傍にいたシェリアが助けようと手を伸ばすが間に合わず、そのままウェンディが倒れるかと思われたその時……
「お疲れ様、ウェンディ」
「エ…エリオ君!?」
いつの間にかやって来ていたエリオが、倒れそうになったウェンディの体をポスっと音を立てて受け止めたのであった。
「いい試合だったよウェンディ。すごくかっこよかった」
「あ…うん、ありがとう」
笑いかけながらそう言うエリオの顔を見たウェンディは、お礼を言いながら頬を赤く染めて俯いてしまった。
「さて…とっ」
「へ? きゃっ!?」
次の瞬間、エリオがとった行動にウェンディは思わず小さな悲鳴を上げる。
何故なら、エリオはウェンディの背中と膝の裏に手を回して、そのまま彼女の体を持ち上げたのだ。いわゆる〝お姫様抱っこ〟である。
「エ…エエエエエリオ君!!? これって……!!?」
「もう動けないほど体力を使い果たしちゃったんでしょ? とりあえず医務室まで運んであげるよ」
「ゴメンねウェンディ。私の魔法、キズは治せても体力は回復できないんだ~」
これでもかというほど真っ赤に赤面して慌てふためくウェンディを他所に医務室へと歩き始めるエリオと、それについて行きながらウェンディに謝罪するシェリア。
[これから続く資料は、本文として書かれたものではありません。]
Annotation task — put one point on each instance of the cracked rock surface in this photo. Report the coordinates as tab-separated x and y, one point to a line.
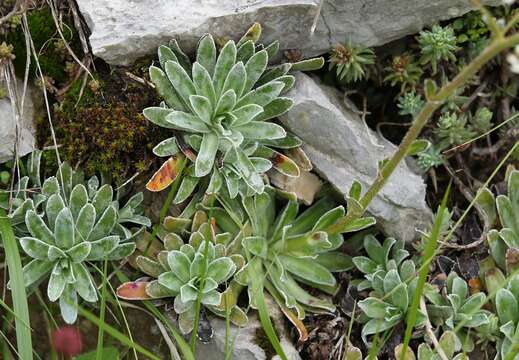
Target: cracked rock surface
342	149
124	30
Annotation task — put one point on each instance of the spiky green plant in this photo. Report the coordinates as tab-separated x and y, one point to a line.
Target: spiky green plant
453	129
77	224
449	344
182	271
438	44
222	107
504	242
430	157
389	302
482	120
288	248
351	61
456	309
410	103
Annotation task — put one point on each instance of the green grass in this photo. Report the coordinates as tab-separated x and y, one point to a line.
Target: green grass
429	254
19	296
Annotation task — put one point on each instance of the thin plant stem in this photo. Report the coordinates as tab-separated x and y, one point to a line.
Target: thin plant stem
201	285
433	103
100	332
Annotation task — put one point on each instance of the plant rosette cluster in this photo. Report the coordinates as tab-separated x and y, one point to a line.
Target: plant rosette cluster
68	225
283	249
504	242
220	109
「君とウェンディは友達になったんだよね? 僕はエリオ。ウェンディ共々よろしく頼むよ」
「アタシはシェリア!! じゃあ、これでエリオもアタシと友達だね♪」
「あとでもう1人紹介するよ。キャロって言うんだけど、その子も僕やウェンディと幼馴染でいい子だからさ」
エリオとシェリアがそんな会話をしながら通路を歩いていると、エリオに抱えられたウェンディが腕をパタパタと振って暴れ始める。
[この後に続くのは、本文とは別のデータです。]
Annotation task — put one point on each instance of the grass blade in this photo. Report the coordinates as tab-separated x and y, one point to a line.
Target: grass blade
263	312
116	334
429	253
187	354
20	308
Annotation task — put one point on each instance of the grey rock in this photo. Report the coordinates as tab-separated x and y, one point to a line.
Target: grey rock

「エリオ君!! 私はもう大丈夫だから下ろして!!!」
「いいからいいから、遠慮しないの」
「シェリア~…」
「愛だね♪」
自分の願いはエリオに聞き入れてもらえず、続けてシェリアに助けを求めるが、よく分からない言葉でスルーされてしまったウェンディは、すでに羞恥で涙目である。
「ところでウェンディ、試合中に言ってた事だけど……」
「えっ?」
シェリアに突然そう問い掛けられ、ウェンディは目を丸くしながら思い出す。自分が試合中に告白まがいな事を口走ってしまっていた事に。
「あ…あわわわわわ……!!!」
いくら無我夢中だったとはいえ、あんな事を言ってしまい……さらには名前は出さなかったとはいえある人物を指して『大好き』とまで言ってしまったウェンディ。しかもその相手が目の前にいるとなってはウェンディの顔はもう爆発寸前なほど真っ赤である。
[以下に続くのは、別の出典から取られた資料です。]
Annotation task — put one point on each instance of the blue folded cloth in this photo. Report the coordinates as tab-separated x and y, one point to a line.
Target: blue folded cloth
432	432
そしてそれを見たシェリアはウェンディとエリオを見比べたあと、納得したようにニッコリと笑う。
「やっぱりそっか!! 愛だね~」
「シェリア!!!」
シェリアに向かって怒鳴るウェンディだが、真っ赤な顔で怒鳴られてもまったく怖くなかった。むしろ可愛いと思われていた。
「あはは、2人はさっそく仲がいいんだね」
そんな2人の様子を、エリオは優しい笑顔を浮かべながら眺めていたのだった。
どうやらエリオ本人には気づかれていないのだと察したウェンディはホッと安堵する反面、少し残念な気持ちがあると複雑な心境であった。
「愛の為にがんばってね、ウェンディ♪」
「………うん」
ウェンディにしか聞こえない声量でそう言ったシェリアの言葉に対し、ウェンディは恥ずかしそうに微笑みながら頷いたのであった。
そしてそのままウェンディは結局エリオに抱えられたまま、シェリアを含めた3人で医務室へと向かって行ったのであった。
だがその時2人は気づかなかった。
笑いあっているウェンディとシェリアを見守っている際のエリオの頬が──若干の朱に染まっていたのを……
つづく
もうエリオ×ウェンディは自分の中で確固たるものになりつつまります。